Identity and culture are two pitfalls encountered by anyone who decides to study humanity. How can we grasp the meaning of these categories in order to understand our origins? In the case of Latin America, a region of countless opportunities and abundant resources, yet still suffering from rampant corruption and inequality, identity and culture are complex issues.
For centuries, the Americas have been conceived as a place where gold and glory were promised to those who decided to venture in its diverse geography. From Mexico to Chile, colonisers arrived and claimed land and resources, brought slaves from Africa, and introduced new systems where powerful and advanced empires existed.
As Serge Gruzinski brilliantly argues in his book, The Mestizo Mind, there were plenty of El Dorados to conquer, slaves to raid, and souls to save. The shock of conquest shattered identities and forced the vanquished to find ways to make sense of the unforeseen chaos that surrounded them. Many chroniclers documented the first contact between Europeans and Native Peoples, and the prospects were far from romantic. “When we saw the land through our inner vision, it appeared filled with great shadows,” narrates Franciscan monk Motolinía in his chronicles of 1521, the year of arrival of colonisers in Mexico City.
During colonial rule, a complex system of racial hierarchy was adopted in the Americas in order to ensure social control.

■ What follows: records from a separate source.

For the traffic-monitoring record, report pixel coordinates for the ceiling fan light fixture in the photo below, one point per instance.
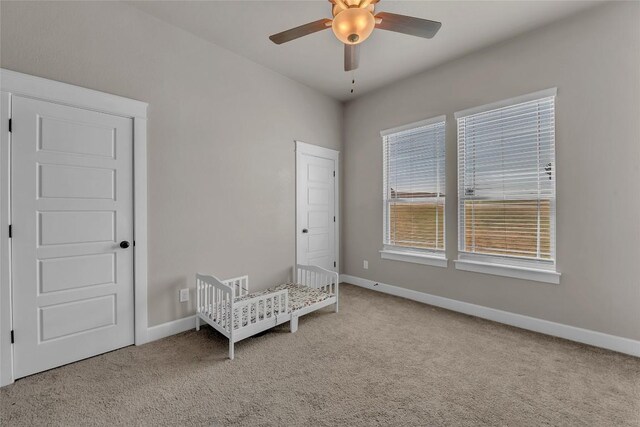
(353, 25)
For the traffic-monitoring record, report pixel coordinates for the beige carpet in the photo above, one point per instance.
(381, 361)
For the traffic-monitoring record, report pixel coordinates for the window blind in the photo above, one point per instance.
(414, 183)
(506, 182)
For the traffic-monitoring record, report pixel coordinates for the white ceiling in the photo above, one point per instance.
(317, 60)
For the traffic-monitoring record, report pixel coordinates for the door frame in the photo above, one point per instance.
(327, 153)
(24, 85)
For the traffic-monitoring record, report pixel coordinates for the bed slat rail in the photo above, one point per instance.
(262, 308)
(317, 277)
(214, 299)
(240, 284)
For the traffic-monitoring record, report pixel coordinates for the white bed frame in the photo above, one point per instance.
(215, 296)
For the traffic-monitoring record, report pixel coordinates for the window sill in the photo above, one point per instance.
(416, 258)
(526, 273)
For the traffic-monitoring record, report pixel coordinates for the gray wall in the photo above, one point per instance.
(594, 60)
(220, 133)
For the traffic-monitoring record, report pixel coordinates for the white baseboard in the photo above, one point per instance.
(171, 328)
(585, 336)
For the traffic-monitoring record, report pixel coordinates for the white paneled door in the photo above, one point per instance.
(72, 226)
(316, 207)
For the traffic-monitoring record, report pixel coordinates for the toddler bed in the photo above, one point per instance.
(229, 308)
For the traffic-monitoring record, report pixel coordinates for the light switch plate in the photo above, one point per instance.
(184, 295)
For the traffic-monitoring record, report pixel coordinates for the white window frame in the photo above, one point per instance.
(406, 254)
(540, 271)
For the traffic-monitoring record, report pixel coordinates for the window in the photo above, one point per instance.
(414, 198)
(506, 185)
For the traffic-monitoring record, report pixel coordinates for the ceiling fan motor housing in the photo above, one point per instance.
(354, 24)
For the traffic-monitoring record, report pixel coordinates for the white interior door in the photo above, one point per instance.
(72, 207)
(316, 206)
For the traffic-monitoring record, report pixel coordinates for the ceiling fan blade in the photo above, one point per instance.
(408, 25)
(302, 30)
(351, 56)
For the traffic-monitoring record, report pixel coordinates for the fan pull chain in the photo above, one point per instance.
(353, 81)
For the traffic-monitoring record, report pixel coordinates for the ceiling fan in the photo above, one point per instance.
(354, 21)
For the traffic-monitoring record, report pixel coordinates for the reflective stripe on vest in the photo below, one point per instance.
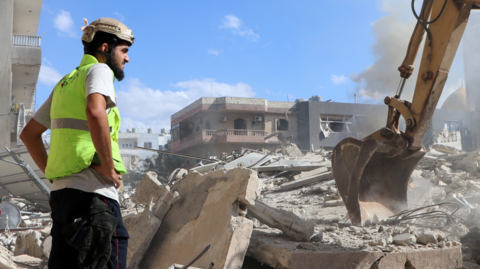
(66, 123)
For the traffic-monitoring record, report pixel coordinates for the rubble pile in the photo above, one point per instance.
(282, 209)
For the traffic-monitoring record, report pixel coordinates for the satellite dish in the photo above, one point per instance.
(14, 215)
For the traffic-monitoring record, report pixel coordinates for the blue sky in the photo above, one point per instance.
(279, 50)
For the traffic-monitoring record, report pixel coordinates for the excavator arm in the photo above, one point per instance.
(372, 174)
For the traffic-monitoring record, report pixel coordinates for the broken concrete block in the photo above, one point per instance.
(206, 214)
(26, 261)
(141, 235)
(404, 239)
(288, 222)
(143, 226)
(317, 238)
(426, 237)
(473, 185)
(445, 149)
(420, 192)
(278, 252)
(311, 173)
(180, 266)
(333, 203)
(6, 261)
(29, 242)
(181, 174)
(47, 247)
(307, 181)
(242, 231)
(292, 150)
(149, 189)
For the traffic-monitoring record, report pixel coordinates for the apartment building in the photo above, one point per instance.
(210, 126)
(20, 58)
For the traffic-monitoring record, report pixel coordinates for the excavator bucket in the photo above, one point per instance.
(372, 177)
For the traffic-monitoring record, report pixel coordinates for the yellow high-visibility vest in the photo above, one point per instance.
(71, 146)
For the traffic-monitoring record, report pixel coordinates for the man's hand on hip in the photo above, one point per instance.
(110, 174)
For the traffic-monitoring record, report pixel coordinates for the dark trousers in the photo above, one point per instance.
(70, 204)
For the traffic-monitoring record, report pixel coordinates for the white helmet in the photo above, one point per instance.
(107, 25)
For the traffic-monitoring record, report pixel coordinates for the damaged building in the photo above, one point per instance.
(211, 126)
(268, 199)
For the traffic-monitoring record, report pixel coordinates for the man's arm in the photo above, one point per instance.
(100, 132)
(32, 138)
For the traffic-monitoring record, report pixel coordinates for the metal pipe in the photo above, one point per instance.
(178, 154)
(196, 258)
(400, 87)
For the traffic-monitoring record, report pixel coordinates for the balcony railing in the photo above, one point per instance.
(26, 40)
(221, 136)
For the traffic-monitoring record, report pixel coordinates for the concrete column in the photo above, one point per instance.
(6, 31)
(471, 61)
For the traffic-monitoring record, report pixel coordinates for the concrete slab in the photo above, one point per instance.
(29, 242)
(290, 224)
(307, 181)
(277, 252)
(6, 261)
(249, 160)
(142, 227)
(207, 213)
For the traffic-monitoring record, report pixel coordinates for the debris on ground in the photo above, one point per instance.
(281, 209)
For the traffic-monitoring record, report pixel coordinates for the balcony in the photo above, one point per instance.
(26, 41)
(222, 136)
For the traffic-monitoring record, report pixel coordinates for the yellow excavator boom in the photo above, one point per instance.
(372, 174)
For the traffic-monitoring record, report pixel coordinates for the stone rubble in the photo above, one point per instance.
(288, 218)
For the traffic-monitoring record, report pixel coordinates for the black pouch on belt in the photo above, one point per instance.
(92, 235)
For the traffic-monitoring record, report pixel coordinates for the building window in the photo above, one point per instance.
(282, 125)
(451, 126)
(239, 124)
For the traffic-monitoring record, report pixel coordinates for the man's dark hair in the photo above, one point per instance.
(98, 40)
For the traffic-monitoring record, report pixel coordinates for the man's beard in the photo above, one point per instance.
(117, 71)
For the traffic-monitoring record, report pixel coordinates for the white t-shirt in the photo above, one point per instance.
(99, 80)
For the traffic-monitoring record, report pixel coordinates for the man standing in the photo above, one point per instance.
(84, 160)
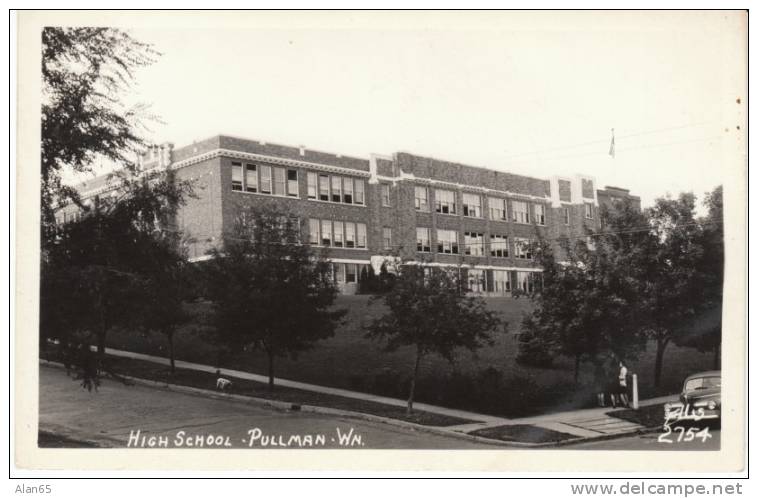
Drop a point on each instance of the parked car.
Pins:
(700, 398)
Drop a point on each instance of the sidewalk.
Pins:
(585, 423)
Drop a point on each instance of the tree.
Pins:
(270, 291)
(586, 307)
(430, 311)
(85, 72)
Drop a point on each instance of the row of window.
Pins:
(499, 282)
(330, 233)
(473, 244)
(446, 203)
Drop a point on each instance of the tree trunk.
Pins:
(660, 348)
(412, 392)
(170, 336)
(270, 372)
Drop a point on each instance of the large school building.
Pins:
(365, 210)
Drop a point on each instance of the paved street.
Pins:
(116, 410)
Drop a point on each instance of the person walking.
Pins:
(622, 386)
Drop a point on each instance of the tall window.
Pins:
(326, 232)
(314, 230)
(280, 181)
(265, 179)
(347, 196)
(474, 243)
(385, 194)
(292, 187)
(498, 246)
(522, 248)
(349, 234)
(423, 240)
(236, 176)
(422, 199)
(472, 205)
(520, 212)
(386, 238)
(525, 281)
(360, 196)
(539, 214)
(312, 185)
(444, 201)
(447, 241)
(361, 235)
(588, 210)
(497, 209)
(323, 187)
(251, 178)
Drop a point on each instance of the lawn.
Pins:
(489, 381)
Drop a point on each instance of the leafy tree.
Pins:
(430, 311)
(271, 292)
(85, 72)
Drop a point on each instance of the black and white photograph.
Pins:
(519, 234)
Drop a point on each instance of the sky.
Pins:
(524, 93)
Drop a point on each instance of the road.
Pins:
(116, 411)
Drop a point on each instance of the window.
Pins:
(539, 214)
(361, 231)
(472, 205)
(237, 176)
(499, 282)
(265, 179)
(476, 280)
(312, 185)
(520, 212)
(351, 273)
(314, 232)
(522, 248)
(422, 199)
(525, 281)
(386, 238)
(326, 233)
(498, 246)
(292, 187)
(588, 210)
(338, 234)
(385, 195)
(359, 191)
(349, 234)
(447, 241)
(445, 201)
(280, 181)
(473, 243)
(336, 189)
(251, 178)
(323, 187)
(347, 196)
(497, 209)
(423, 240)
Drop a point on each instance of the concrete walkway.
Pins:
(586, 423)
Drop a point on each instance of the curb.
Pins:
(286, 406)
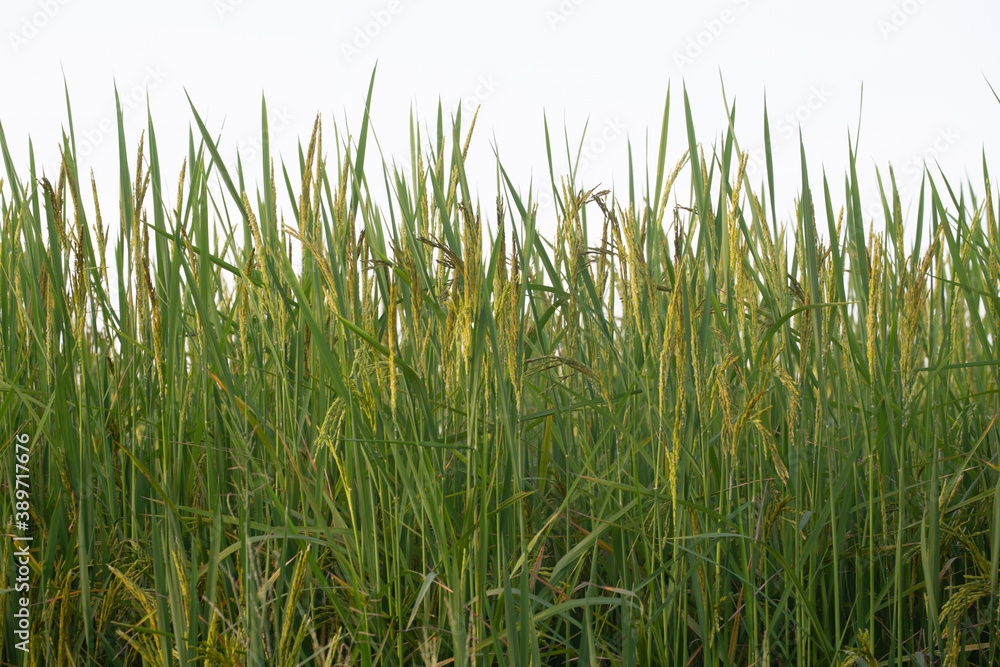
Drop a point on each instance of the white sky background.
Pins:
(924, 66)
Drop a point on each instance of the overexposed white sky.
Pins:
(924, 65)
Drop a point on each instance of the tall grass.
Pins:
(706, 437)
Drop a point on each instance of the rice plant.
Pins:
(290, 426)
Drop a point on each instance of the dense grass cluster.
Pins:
(706, 437)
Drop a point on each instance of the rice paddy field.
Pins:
(289, 426)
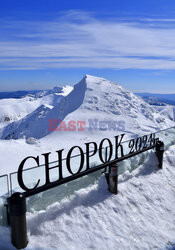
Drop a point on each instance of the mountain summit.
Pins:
(91, 98)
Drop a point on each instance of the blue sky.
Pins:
(44, 43)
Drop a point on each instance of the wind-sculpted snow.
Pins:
(140, 216)
(91, 98)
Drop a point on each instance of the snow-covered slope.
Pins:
(168, 111)
(92, 98)
(141, 216)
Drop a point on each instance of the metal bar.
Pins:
(86, 172)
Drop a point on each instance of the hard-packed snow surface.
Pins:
(92, 96)
(141, 216)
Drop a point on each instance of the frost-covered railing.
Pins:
(50, 196)
(36, 182)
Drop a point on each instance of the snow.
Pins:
(92, 98)
(140, 216)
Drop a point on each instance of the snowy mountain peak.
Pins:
(91, 98)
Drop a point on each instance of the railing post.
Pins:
(159, 152)
(17, 210)
(113, 178)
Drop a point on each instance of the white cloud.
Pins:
(79, 40)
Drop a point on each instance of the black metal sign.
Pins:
(116, 153)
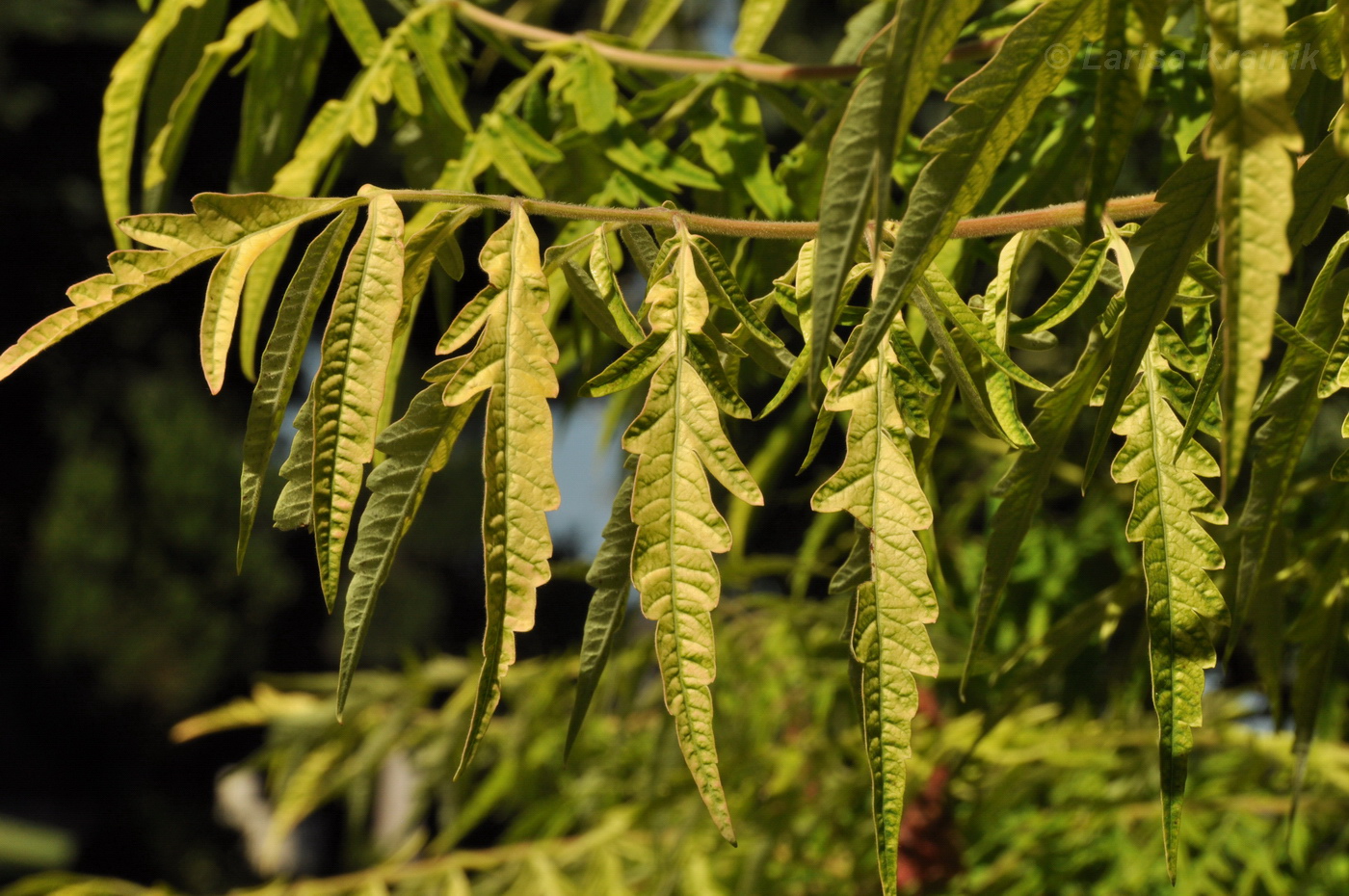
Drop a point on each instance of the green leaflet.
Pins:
(590, 90)
(928, 295)
(757, 20)
(1070, 296)
(1279, 441)
(656, 15)
(513, 360)
(437, 76)
(995, 316)
(717, 276)
(220, 225)
(121, 110)
(266, 220)
(280, 363)
(849, 174)
(1251, 137)
(859, 171)
(166, 148)
(282, 74)
(134, 272)
(1022, 486)
(735, 148)
(1170, 499)
(432, 243)
(1120, 92)
(994, 107)
(1341, 132)
(1204, 391)
(613, 10)
(174, 65)
(1319, 179)
(610, 575)
(357, 27)
(280, 80)
(415, 448)
(599, 297)
(296, 502)
(1171, 238)
(1318, 629)
(977, 330)
(676, 435)
(879, 486)
(350, 386)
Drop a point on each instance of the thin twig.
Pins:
(769, 71)
(1126, 208)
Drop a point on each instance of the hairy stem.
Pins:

These hierarchies were perpetuated even after many nations became independent. Until the mid and late 1980s, public discourse and state policies in the Americas were dominated by the Mestizo identity, a construction which was misused to uphold European values inherited from conquerors. Identity policies were important for nation building and these discourses eliminated the possibility of making sense of a cultural background that requires a thorough analysis of the mechanisms that were set in motion when two different temporalities met, and different ideas and knowledge were clashed.
In some countries Mestizo identity was used to discourage Indigenous identification, thus marginalizing a large part of the population. Identity making systems are confusing for the population that is of mixed ancestry. The question was, and still is: who is a Mestizo?
Nowadays the emphasis has shifted towards a construction of identity that values difference and diversity, although racism and discrimination are still present in Latin American societies. Steps have been taken by several governments towards fairer societies: native languages have been recognized and Indigenous groups have achieved a certain degree of autonomy over their territories.
A wonderfully diverse region, Latin America and people of Latin descent are a proof that coexistence of cultures is possible and can lead to the strengthening of ties between nations. Latin America needs a deeper comprehension of its own history and the challenges that it imposes. Indigenous, African, and European: the Mestizo identity is an essential part of every Latino. Some argue that knowledge of the real is a light that always projects some sort of shadow. This light is acknowledging our heritage, and its many shadows stand as proof of our diversity.